My brother-in-law Bob brought over the Stan Rogers CD "From Coffee House to Concert Hall" and announced, "He wrote a song about me!" When I heard the song I couldn't stop laughing. Bob is known for waiting till the last minute--I mean REALLY the last minute--to get his shopping and wrapping done.
I would venture to say that he's got lots of comapny.
"At last I'm ready for Christmas--with nearly two hours to go!" A wonderfully human and humorous song--hope you enjoy.
I just love this arrangement of "Good King Wenceslas," which is already one of my favorite Christmas carols. The tune is that of a spring carol from the 13th century, a carol that was probably a lot more carnal than its 16th century version and a long way distant from what eventually became the 1853 carol about a king (actually a duke) who braves the wind and cold to bring alms to a poor man. His page wants to give up, but the saint's footprints contain warmth, and by walking in those footprints, the page is able to continue. Forthwith, the Roches' version:
While I'm definitely secular, I've always loved this song. But I especially love Tracy Chapman's version. As opposed to the near-histrionic renditions one sometimes hears, this one is understated and soulful (if a secularist may use that word).

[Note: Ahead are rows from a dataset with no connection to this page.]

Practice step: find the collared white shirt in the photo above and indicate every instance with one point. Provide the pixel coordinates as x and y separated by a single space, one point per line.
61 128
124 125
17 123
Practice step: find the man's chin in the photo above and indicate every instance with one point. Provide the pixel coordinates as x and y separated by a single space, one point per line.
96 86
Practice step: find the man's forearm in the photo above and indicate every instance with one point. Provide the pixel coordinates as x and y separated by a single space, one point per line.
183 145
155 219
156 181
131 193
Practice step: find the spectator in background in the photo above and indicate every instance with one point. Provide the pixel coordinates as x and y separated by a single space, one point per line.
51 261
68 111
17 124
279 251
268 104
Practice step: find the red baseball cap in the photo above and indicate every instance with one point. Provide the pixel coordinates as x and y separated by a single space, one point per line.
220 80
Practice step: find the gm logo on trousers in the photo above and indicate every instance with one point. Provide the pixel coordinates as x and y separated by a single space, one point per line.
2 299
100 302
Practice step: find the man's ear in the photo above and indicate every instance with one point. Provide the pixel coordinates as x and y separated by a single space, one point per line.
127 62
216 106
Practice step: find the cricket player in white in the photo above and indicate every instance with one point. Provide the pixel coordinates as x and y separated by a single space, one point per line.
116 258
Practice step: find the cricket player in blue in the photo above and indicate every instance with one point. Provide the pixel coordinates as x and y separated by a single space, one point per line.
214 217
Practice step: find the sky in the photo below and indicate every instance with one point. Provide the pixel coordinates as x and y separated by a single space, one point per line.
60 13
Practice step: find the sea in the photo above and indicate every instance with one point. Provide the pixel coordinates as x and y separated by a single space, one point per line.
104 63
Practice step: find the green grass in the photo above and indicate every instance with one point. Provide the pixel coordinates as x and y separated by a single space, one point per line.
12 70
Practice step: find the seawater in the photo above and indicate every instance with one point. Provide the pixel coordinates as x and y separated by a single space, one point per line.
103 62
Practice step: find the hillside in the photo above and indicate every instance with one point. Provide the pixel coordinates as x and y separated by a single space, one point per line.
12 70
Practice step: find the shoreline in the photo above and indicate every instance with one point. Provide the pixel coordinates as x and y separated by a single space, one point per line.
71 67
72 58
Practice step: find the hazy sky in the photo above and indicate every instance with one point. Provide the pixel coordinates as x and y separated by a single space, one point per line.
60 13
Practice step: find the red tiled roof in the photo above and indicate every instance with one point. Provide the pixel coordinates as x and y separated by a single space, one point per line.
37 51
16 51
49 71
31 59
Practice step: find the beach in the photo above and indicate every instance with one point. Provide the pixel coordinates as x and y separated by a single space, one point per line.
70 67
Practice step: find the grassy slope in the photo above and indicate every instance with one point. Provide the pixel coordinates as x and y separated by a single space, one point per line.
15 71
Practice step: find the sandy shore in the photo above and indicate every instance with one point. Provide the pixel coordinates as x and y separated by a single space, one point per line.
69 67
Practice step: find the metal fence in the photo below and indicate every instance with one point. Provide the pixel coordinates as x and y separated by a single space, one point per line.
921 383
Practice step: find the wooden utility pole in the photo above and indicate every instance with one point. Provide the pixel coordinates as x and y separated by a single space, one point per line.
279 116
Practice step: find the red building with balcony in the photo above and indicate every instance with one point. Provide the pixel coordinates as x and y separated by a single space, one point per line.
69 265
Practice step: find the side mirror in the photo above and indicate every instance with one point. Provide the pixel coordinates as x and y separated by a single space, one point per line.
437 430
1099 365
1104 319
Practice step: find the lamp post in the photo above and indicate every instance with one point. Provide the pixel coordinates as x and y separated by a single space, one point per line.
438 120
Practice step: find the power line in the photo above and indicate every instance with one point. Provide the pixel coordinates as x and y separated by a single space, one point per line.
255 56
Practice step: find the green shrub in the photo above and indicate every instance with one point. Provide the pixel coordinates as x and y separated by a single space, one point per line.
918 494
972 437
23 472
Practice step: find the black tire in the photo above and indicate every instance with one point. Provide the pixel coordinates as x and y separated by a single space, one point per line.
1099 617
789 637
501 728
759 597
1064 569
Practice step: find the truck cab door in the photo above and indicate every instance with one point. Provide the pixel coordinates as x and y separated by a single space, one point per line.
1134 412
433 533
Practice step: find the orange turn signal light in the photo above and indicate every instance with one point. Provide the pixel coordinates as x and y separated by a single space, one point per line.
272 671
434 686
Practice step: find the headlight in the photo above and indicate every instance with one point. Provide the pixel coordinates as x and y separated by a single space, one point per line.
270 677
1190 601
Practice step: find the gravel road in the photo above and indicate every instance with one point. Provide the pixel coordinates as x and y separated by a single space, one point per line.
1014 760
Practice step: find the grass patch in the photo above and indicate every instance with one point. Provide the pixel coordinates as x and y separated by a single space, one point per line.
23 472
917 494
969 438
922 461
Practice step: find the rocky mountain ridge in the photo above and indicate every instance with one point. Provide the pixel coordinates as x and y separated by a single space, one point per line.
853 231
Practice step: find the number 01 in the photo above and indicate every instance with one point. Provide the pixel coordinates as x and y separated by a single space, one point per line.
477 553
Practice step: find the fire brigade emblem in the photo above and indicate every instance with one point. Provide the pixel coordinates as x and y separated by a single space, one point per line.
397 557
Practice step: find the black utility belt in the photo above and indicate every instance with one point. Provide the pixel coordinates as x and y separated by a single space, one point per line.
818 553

Of course I've always said that Chapman singing the phone book would probably raise the hairs on the back of my neck ...
This song has become somewhat controversial, with many people arguing that it's a song about date rape, or is at least coercive and rapey (see here, for example). According to Wikipedia, the conversation that the song consists of is marked in the score by the notations "mouse" and "wolf," corresponding, of course to "woman" and "man." That sure does look like prey and predator. The song has been done with the roles reversed, by Betty Garrat and Red Skelton (you have to get through the Esther Williams/Ricardo Montalban video before Betty and Red come on) and it's been performed on Glee by two men. Still, it's inarguable that the song was intended to be sung, and is almost always sung, by mouse/woman and wolf/man.
It's true that the man is very persistent. And I'd be willing to go as far as saying that it's this kind of thing that contributes to the idea that when a woman says no, she doesn't really mean no--she just needs to be talked into whatever the man wants of her. Also, the line "What's the sense in hurting my pride?" (wolf) makes me absolutely cringe.
And yet. There are lines in the song that indicate that the female half of the duo isn't all that unwilling to stay: "maybe just a half a drink more," "maybe just a cigarette more," "I ought to say no" (notice that "ought"), "at least I'm gonna say that I tried," etc. A lot depends on just who performs the song: much can be conveyed by the particular singer.
Anyway, feminist though I am, I like this laid-back version by Norah Jones and Willie Nelson.